I think that the silent criticism is yet another form of rejection on both sides that you haven't explored in your blog yet. ;-)
I remember definitively the positive and negative tango moments and people and go back for more with people like yourself who are a joy to dance with no matter how many "errors" are made and avoid as much as possible those who are unpleasant no matter how "perfectly" they might dance.
Probably because I tend to follow more I'm much more sensitive to the criticism from leads (I've come to expect it from some as an inability to understand the concept of teamwork) who have no idea the emotional abuse they put their follows through. I've been in classes where it's simply too rude to attempt to avoid some leaders who berate the followers both verbally and non-verbally not allowing for the fact that there are two people who should be trying to work together.

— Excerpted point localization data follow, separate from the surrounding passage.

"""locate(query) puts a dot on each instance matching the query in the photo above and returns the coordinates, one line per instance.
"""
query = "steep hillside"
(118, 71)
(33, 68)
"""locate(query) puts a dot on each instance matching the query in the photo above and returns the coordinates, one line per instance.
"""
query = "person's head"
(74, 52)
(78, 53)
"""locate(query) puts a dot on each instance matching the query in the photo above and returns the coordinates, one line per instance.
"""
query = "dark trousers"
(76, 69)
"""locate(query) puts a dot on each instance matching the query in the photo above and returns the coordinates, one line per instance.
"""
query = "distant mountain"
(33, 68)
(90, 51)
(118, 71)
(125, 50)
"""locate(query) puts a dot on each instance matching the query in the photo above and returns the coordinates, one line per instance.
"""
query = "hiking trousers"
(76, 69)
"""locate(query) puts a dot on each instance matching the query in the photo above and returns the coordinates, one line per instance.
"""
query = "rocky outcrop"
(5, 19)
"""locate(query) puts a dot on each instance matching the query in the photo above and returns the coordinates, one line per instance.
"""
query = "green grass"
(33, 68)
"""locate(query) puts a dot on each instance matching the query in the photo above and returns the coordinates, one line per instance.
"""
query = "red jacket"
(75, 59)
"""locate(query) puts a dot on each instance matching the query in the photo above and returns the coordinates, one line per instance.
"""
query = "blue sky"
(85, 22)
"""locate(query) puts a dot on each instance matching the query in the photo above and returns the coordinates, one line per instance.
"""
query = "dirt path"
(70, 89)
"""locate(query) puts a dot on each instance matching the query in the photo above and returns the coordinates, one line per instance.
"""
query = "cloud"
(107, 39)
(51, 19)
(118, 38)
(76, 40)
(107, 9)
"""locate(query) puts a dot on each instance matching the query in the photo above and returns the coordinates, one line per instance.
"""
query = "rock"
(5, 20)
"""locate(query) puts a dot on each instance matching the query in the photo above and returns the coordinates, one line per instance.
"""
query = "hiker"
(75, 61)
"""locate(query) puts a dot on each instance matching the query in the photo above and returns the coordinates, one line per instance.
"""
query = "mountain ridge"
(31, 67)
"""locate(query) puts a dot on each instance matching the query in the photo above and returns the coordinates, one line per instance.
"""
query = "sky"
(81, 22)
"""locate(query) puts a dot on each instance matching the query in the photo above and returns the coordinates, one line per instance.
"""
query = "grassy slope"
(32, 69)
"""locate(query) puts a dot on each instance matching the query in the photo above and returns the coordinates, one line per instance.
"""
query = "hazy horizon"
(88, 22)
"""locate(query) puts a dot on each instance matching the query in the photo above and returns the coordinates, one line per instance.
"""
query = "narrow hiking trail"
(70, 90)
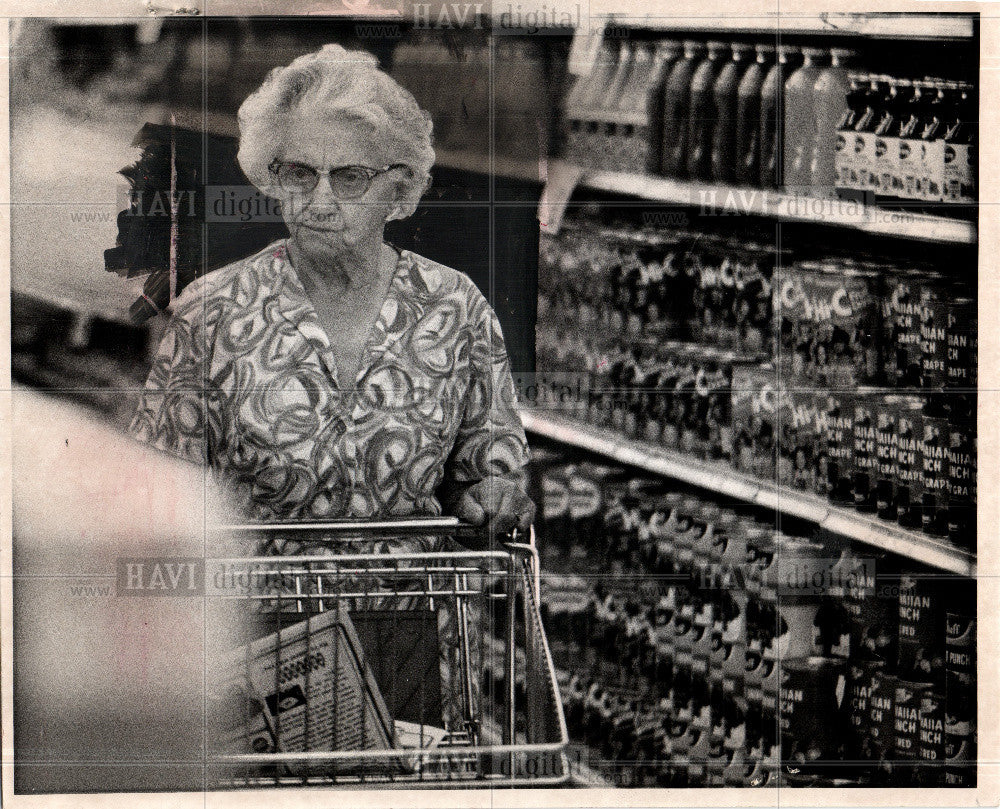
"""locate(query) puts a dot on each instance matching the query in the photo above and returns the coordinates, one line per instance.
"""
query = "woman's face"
(318, 220)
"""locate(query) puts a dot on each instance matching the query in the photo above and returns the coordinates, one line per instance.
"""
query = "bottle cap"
(843, 54)
(692, 47)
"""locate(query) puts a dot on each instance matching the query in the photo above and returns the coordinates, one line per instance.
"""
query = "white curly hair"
(333, 80)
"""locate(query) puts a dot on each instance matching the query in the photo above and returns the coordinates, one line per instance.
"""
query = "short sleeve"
(490, 439)
(172, 410)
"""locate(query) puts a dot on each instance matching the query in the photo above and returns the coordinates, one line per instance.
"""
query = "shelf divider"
(719, 478)
(786, 207)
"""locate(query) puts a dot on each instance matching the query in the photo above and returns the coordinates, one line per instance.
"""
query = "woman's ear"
(403, 205)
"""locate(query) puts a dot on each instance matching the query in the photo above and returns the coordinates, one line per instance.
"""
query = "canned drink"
(922, 605)
(799, 578)
(867, 404)
(933, 341)
(759, 406)
(962, 336)
(911, 292)
(711, 411)
(930, 742)
(882, 722)
(752, 307)
(872, 606)
(592, 488)
(934, 473)
(835, 413)
(799, 443)
(906, 726)
(886, 452)
(962, 476)
(828, 320)
(862, 680)
(761, 549)
(909, 457)
(960, 700)
(680, 424)
(555, 504)
(812, 735)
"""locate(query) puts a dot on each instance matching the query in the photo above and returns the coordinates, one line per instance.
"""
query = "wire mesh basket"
(409, 667)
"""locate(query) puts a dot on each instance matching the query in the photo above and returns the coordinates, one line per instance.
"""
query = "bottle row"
(831, 322)
(717, 650)
(907, 457)
(757, 115)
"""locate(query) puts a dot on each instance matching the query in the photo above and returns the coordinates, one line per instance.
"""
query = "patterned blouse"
(245, 382)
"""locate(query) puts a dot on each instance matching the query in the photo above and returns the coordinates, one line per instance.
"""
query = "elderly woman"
(333, 375)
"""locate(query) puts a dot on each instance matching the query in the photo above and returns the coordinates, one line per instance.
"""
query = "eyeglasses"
(346, 182)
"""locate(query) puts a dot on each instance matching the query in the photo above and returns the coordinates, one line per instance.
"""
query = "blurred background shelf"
(883, 26)
(502, 165)
(721, 479)
(786, 207)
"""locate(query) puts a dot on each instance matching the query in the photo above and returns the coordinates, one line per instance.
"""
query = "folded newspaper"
(305, 688)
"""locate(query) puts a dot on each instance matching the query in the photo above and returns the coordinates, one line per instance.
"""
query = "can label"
(865, 161)
(828, 319)
(799, 444)
(934, 474)
(961, 334)
(905, 305)
(961, 484)
(887, 154)
(862, 679)
(921, 629)
(959, 173)
(845, 161)
(906, 710)
(555, 495)
(886, 452)
(865, 450)
(809, 700)
(911, 165)
(835, 413)
(759, 406)
(930, 743)
(932, 171)
(960, 695)
(909, 463)
(882, 716)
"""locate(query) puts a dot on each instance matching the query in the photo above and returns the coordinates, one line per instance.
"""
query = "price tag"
(587, 41)
(560, 182)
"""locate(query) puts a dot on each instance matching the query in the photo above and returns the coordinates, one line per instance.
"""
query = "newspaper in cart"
(304, 688)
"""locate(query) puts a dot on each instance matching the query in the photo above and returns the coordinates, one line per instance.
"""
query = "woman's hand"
(496, 503)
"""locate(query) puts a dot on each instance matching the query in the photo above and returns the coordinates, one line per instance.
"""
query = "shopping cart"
(342, 685)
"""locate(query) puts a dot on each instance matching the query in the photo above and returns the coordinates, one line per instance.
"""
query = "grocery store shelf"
(788, 207)
(722, 479)
(503, 166)
(882, 26)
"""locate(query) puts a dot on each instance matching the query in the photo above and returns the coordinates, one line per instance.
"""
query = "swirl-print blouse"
(244, 382)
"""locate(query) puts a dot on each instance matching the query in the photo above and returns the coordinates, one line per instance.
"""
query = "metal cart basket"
(401, 668)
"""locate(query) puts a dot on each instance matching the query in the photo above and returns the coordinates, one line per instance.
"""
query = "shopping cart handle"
(470, 535)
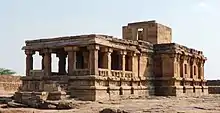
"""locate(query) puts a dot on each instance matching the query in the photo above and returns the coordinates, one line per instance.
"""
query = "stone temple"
(99, 67)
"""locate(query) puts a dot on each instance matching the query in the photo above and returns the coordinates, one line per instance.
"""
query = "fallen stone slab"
(13, 104)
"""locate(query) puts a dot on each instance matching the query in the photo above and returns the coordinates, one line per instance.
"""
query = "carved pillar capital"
(93, 47)
(123, 52)
(106, 50)
(71, 48)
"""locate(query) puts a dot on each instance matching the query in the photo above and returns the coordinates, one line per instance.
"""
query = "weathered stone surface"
(112, 110)
(100, 67)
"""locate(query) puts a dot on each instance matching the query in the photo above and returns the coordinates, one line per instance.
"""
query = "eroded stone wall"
(9, 84)
(213, 86)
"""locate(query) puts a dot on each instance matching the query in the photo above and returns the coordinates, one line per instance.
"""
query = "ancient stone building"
(145, 62)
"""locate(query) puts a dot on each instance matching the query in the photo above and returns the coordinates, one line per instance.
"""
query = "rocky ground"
(210, 104)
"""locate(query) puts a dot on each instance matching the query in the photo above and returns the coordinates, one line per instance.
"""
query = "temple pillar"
(71, 59)
(182, 68)
(62, 63)
(191, 68)
(134, 66)
(29, 61)
(93, 59)
(47, 62)
(109, 61)
(123, 53)
(42, 61)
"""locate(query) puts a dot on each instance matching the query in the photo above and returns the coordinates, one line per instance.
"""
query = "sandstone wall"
(214, 86)
(9, 84)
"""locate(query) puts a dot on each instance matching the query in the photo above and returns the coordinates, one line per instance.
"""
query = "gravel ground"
(208, 104)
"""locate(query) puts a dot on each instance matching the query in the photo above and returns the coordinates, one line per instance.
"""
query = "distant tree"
(4, 71)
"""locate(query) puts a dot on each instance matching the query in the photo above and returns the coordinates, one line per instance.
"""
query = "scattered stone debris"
(112, 110)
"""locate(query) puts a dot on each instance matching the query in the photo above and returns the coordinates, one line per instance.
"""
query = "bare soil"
(208, 104)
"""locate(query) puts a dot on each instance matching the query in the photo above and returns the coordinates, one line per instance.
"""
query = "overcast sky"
(195, 23)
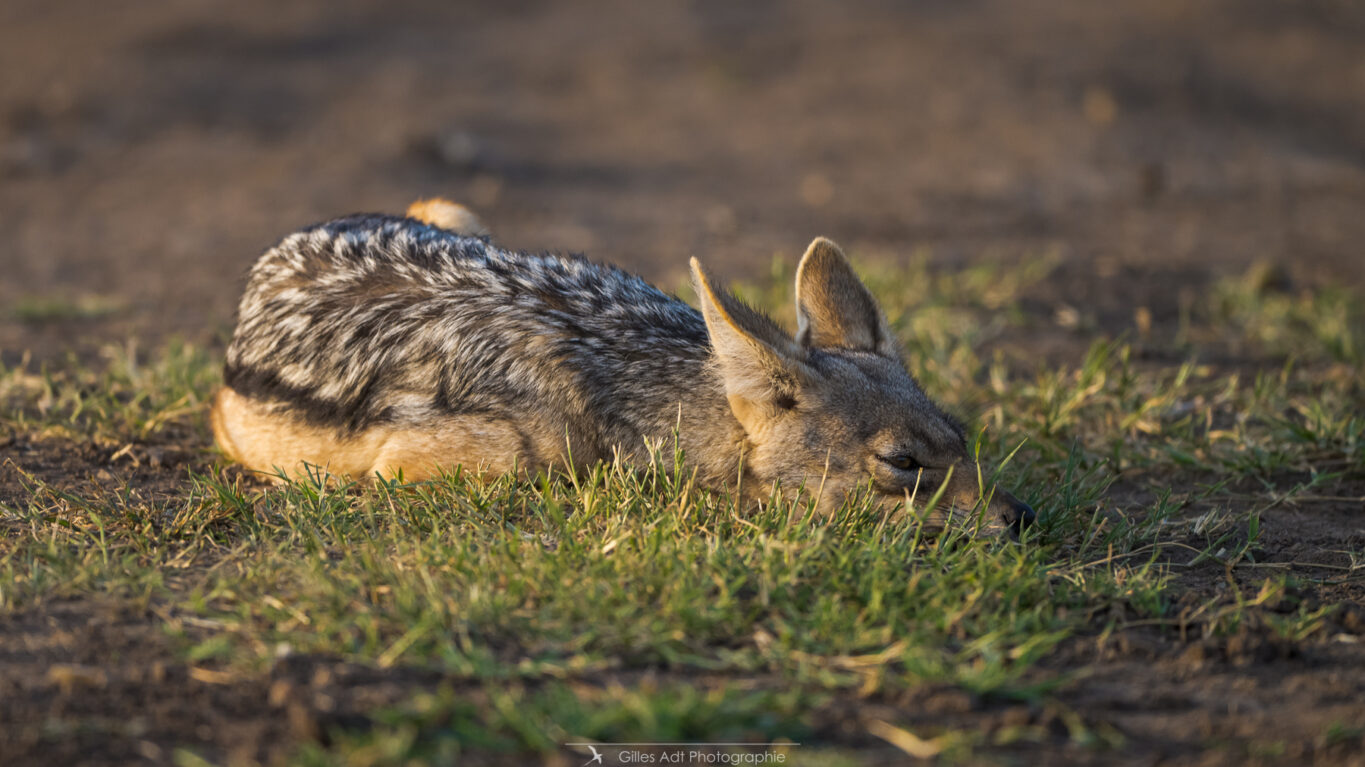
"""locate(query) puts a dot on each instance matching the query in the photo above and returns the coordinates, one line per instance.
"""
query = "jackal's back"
(374, 320)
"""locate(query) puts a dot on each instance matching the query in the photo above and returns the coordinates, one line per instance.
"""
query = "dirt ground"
(149, 152)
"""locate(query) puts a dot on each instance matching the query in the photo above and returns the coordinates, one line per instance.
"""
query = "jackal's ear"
(834, 307)
(762, 366)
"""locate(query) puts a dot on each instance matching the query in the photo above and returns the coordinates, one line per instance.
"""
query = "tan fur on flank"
(269, 438)
(376, 344)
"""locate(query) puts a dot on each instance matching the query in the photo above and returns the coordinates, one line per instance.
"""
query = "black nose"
(1018, 516)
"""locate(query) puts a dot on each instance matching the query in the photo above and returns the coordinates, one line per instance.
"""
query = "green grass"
(627, 603)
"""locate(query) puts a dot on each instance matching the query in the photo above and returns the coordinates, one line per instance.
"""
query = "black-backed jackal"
(373, 344)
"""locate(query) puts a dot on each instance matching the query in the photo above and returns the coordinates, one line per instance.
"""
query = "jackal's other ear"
(834, 307)
(762, 366)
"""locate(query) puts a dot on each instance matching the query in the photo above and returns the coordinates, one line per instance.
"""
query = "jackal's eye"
(901, 461)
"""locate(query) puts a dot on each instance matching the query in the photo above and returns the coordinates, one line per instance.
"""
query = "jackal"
(373, 344)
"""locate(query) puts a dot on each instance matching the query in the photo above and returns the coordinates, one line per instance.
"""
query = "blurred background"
(149, 152)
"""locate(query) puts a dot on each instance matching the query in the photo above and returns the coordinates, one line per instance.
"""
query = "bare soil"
(149, 152)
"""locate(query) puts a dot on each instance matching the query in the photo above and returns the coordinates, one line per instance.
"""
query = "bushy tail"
(447, 214)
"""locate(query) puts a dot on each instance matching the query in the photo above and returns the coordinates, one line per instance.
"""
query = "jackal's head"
(834, 407)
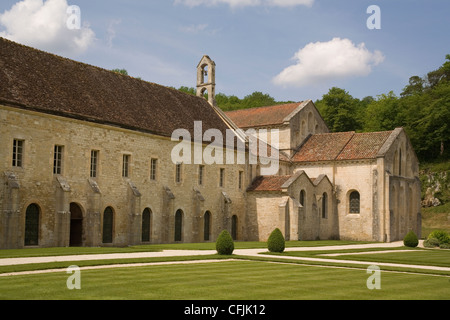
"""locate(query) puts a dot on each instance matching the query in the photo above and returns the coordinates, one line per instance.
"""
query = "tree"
(383, 114)
(339, 110)
(416, 86)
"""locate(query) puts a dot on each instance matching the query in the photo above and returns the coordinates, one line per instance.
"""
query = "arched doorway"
(234, 223)
(108, 224)
(179, 225)
(207, 226)
(146, 225)
(32, 225)
(76, 225)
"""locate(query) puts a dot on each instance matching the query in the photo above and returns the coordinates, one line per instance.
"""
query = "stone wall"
(35, 183)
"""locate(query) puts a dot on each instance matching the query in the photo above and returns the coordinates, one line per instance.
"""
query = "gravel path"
(180, 253)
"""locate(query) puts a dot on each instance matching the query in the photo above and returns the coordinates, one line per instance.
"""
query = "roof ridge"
(343, 148)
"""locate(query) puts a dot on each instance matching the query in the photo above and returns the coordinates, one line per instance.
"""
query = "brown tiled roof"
(341, 146)
(364, 145)
(263, 116)
(44, 82)
(268, 183)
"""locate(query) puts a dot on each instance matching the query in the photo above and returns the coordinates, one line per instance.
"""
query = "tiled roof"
(341, 146)
(44, 82)
(263, 116)
(364, 145)
(268, 183)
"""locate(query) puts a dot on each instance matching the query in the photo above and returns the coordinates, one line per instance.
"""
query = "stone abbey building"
(86, 160)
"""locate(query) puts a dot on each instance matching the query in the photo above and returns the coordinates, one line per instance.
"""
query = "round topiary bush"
(441, 235)
(431, 243)
(224, 243)
(276, 242)
(411, 240)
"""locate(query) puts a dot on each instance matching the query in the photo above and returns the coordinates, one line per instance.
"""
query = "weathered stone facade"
(86, 160)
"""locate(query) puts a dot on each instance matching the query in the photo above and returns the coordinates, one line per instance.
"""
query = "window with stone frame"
(354, 201)
(17, 160)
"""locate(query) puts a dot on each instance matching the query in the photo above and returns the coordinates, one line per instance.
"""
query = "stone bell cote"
(206, 79)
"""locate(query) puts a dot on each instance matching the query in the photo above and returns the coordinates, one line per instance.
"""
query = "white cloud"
(44, 25)
(246, 3)
(322, 61)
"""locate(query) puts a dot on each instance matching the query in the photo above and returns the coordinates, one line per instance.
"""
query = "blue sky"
(290, 49)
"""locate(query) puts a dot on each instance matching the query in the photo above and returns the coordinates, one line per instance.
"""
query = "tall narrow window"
(57, 159)
(146, 220)
(302, 198)
(126, 166)
(241, 174)
(234, 227)
(17, 153)
(153, 167)
(32, 225)
(108, 222)
(207, 226)
(201, 171)
(94, 164)
(222, 177)
(178, 173)
(324, 205)
(354, 202)
(179, 225)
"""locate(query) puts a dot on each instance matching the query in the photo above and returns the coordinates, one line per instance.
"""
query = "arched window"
(178, 225)
(354, 201)
(324, 205)
(207, 226)
(32, 225)
(234, 227)
(108, 222)
(302, 198)
(76, 225)
(146, 225)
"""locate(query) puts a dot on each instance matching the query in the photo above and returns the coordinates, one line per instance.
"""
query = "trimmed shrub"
(276, 242)
(224, 243)
(441, 235)
(411, 240)
(431, 243)
(444, 245)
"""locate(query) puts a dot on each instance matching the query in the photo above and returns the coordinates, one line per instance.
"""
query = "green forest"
(422, 109)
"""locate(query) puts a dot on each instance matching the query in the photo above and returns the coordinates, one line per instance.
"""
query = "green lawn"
(432, 257)
(39, 252)
(231, 280)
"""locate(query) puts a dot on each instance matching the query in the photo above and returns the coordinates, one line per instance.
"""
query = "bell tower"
(206, 79)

When I do lead, I initially take the standpoint that all mistakes are mine and ask that the follow be patient and allow me to attempt to fix them myself so that I can learn how I might be confusing or how I can be more clear. Only in a class or practica do I persist in leading something that clearly is not working and then I try to seek a third opinion for perspective as if I knew how to lead it better I would and if the follow knew how to follow it better she would.

smw said...

Regarding the "free ride", I think that the men allow the women to get away with it. Just as women accept dances from men that don't improve beyond a certain point or are unpleasant to dance with the men persist in asking the women to dance or accept dance invitations from those who don't continue to try improving except in the milonga. Classes are only one avenue for improvement in tango.
In my town, I am one of a few women that I am aware of who actually take classes after several years. In the classes that I take, only one 80+ year old man and one intermittent man still go from when I started, the rest have at most a year of tango.
I have both the men and the women complain to me that the opposite gender is not very good and I really have no idea what to say other than, "be patient, it takes time". I should note that very few of those who are complained about seek tango classes or milongas outside of our very small town.